Law of Consecration
As the Saints were gathering to Kirtland, many of them were leaving all of their possessions behind to obey the commandment of God. Others were poor to begin with. Joseph saw how so many were suffering and turned to the Lord to inquire what should be done. Joseph had discovered a group of about fifty people in Ohio, former followers of Sidney Rigdon, who had established a system whereby they could sustain one another. They based their model for this manner of society off their interpretation of Acts 2:44–45 and 4:32. Either there were not enough guidelines laid out or some of the people in the community were not prepared for the spirit of this law, and it was having problems. Joh Whitmer reported that when he arrived he discovered a man named Heman Bassett had taken a pocket watch which belonged to a man named Levi Hancock and sold it without asking. When someone asked why he had done this, he said, “Oh, I thought it was all in the familhy.”
The principles that this small community were trying to live, however, were pure, and Joseph recognized the need the Saints had for a system which would meet the Church’s growing economic needs. In response to Joseph’s inquiry, the Lord reminded his people that everything on the earth was His and that everything an individual owned was given him by the Lord. The Lord makes His children stewards over certain belongings, but can call to use them at any time. Thus came the Law of Consecration.
Under this law, all members were instructed to give all their property to the Church. Members would then be given stewardships of sufficient size to provide for their families. At the end of each year everything earned in excess of their needs was given back to the Church in order to provide for those who were unable to provide enough for themselves. The Law of Consecration would also make it possible for the Church to buy land for its members who continued arriving in ever increasing numbers. They needed to build meetinghouses, and the temple the Lord commanded them to build.
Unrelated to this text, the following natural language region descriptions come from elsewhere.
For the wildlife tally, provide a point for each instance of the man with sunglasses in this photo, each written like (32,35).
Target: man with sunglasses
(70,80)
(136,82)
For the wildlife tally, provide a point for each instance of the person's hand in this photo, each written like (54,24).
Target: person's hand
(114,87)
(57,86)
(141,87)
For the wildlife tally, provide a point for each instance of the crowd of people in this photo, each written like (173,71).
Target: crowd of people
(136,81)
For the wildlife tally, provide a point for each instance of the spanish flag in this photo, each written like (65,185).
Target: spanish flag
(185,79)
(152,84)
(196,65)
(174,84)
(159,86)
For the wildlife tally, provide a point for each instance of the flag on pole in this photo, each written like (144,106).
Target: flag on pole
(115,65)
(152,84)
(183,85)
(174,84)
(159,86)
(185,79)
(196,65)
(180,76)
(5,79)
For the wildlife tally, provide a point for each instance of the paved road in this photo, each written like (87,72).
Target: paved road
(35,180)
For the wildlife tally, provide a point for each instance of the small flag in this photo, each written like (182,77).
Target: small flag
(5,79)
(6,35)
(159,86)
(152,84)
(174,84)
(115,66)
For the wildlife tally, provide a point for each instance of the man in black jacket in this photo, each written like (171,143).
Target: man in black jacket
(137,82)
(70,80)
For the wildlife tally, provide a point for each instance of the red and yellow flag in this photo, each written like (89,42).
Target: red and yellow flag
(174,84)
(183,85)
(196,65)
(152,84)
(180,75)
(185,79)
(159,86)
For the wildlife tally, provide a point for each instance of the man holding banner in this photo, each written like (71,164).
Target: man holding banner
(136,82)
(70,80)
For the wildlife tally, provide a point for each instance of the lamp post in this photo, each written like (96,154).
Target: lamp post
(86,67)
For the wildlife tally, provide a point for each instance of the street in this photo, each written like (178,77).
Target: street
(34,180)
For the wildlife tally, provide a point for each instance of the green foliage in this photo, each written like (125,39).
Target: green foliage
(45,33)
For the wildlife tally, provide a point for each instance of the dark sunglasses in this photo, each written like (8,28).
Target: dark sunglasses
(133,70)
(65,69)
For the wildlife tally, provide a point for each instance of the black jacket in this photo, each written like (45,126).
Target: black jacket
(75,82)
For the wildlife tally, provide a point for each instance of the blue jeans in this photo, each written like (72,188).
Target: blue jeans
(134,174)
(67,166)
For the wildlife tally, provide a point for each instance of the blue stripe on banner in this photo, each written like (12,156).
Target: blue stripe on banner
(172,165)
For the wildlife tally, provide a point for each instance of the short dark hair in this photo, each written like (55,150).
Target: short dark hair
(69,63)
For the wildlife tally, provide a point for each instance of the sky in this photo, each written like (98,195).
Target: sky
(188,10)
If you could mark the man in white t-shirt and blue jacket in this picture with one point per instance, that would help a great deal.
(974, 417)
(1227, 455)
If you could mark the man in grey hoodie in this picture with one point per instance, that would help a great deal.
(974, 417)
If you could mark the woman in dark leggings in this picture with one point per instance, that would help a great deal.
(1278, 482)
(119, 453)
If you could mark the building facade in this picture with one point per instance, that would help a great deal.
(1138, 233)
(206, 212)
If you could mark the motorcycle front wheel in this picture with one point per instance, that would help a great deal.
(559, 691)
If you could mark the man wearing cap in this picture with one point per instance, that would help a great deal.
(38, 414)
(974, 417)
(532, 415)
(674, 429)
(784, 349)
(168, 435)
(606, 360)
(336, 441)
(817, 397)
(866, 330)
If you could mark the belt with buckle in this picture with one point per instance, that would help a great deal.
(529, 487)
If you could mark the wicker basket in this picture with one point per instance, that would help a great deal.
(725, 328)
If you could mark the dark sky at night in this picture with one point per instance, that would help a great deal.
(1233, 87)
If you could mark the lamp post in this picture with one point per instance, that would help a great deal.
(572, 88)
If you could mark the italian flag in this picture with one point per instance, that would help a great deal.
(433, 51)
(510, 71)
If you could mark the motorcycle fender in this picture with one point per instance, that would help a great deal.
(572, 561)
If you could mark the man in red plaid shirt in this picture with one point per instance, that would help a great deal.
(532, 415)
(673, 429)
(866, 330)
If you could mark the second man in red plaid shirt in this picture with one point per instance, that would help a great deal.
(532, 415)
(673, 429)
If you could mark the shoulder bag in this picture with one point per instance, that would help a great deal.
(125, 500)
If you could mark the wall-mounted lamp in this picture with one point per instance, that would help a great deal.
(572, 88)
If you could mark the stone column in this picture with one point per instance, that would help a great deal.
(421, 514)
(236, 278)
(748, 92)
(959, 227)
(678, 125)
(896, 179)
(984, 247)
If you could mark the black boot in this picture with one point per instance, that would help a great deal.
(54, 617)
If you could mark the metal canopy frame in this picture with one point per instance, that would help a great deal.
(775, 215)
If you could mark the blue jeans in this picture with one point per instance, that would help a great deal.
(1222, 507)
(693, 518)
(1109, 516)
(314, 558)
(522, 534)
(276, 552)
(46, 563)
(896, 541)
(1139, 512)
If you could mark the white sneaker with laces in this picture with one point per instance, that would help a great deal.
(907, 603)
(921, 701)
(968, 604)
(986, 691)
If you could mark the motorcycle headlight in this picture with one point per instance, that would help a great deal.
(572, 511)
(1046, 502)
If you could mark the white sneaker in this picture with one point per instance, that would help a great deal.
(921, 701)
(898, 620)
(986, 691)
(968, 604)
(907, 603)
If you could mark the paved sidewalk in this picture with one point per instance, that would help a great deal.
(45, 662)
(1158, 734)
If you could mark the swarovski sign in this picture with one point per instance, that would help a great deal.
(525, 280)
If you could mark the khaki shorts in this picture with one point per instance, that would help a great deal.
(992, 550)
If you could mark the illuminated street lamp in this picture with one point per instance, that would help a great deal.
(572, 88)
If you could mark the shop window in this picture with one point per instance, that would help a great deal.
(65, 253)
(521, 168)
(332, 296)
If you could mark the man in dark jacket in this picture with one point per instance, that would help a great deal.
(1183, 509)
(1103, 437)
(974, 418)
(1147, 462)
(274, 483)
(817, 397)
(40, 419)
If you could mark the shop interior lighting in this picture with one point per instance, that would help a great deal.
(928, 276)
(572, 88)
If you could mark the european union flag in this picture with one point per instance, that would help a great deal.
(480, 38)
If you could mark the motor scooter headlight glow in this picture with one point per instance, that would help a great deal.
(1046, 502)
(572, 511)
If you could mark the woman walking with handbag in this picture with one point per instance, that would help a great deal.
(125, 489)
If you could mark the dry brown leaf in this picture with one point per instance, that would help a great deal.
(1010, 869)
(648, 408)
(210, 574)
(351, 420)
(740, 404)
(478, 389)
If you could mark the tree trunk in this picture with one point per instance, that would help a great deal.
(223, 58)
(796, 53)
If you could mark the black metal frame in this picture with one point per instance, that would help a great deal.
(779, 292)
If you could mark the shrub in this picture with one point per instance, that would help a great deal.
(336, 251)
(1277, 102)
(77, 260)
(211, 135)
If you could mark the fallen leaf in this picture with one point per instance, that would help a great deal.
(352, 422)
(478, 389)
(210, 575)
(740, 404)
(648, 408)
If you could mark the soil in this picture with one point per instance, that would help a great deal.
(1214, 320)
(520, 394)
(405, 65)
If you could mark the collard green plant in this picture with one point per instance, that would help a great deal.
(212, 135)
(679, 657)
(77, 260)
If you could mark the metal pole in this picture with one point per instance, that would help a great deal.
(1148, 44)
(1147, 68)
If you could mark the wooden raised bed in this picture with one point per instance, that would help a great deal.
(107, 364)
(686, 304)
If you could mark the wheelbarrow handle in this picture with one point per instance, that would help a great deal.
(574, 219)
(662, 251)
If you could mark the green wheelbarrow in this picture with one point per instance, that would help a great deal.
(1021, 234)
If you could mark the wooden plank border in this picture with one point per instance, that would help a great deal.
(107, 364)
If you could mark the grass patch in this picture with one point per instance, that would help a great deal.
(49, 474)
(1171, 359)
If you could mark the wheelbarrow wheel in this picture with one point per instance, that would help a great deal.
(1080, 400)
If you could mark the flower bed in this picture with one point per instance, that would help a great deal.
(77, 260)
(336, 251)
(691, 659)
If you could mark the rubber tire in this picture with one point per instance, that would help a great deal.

The principles of the Law of Consecration were and are noble. The spirit of this law is for each person to work hard, be industrious, and live by the Spirit of the Lord. The Law of Consecration provides for widows and orphans and, if lived correctly, would allow new immigrants to have a new start. Mormons believe this law to be celestial, or God’s law, rather than one of this world.
The Law of Consecration was first given to the Saints in Kirtland, Ohio, in February 1831. It was extended to the Saint in Missouri in April 1832, when the United Order was established. This meant that both Church centers pooled their resources in order to care for all the members of the Church. However, in April 1834, the Lord commanded that each center be in charge of its own people. There would no longer be a United Order of Kirtland and Zion, but rather one for each. At the end of Zion’s Camp, in June 1834, however, the Lord chastised His people for their sins and took the Law of Consecration from the earth until Zion should be redeemed. This was due to the imperfections in some of the Saints, who were unwilling to live the spirit of this law, causing it to become corrupted.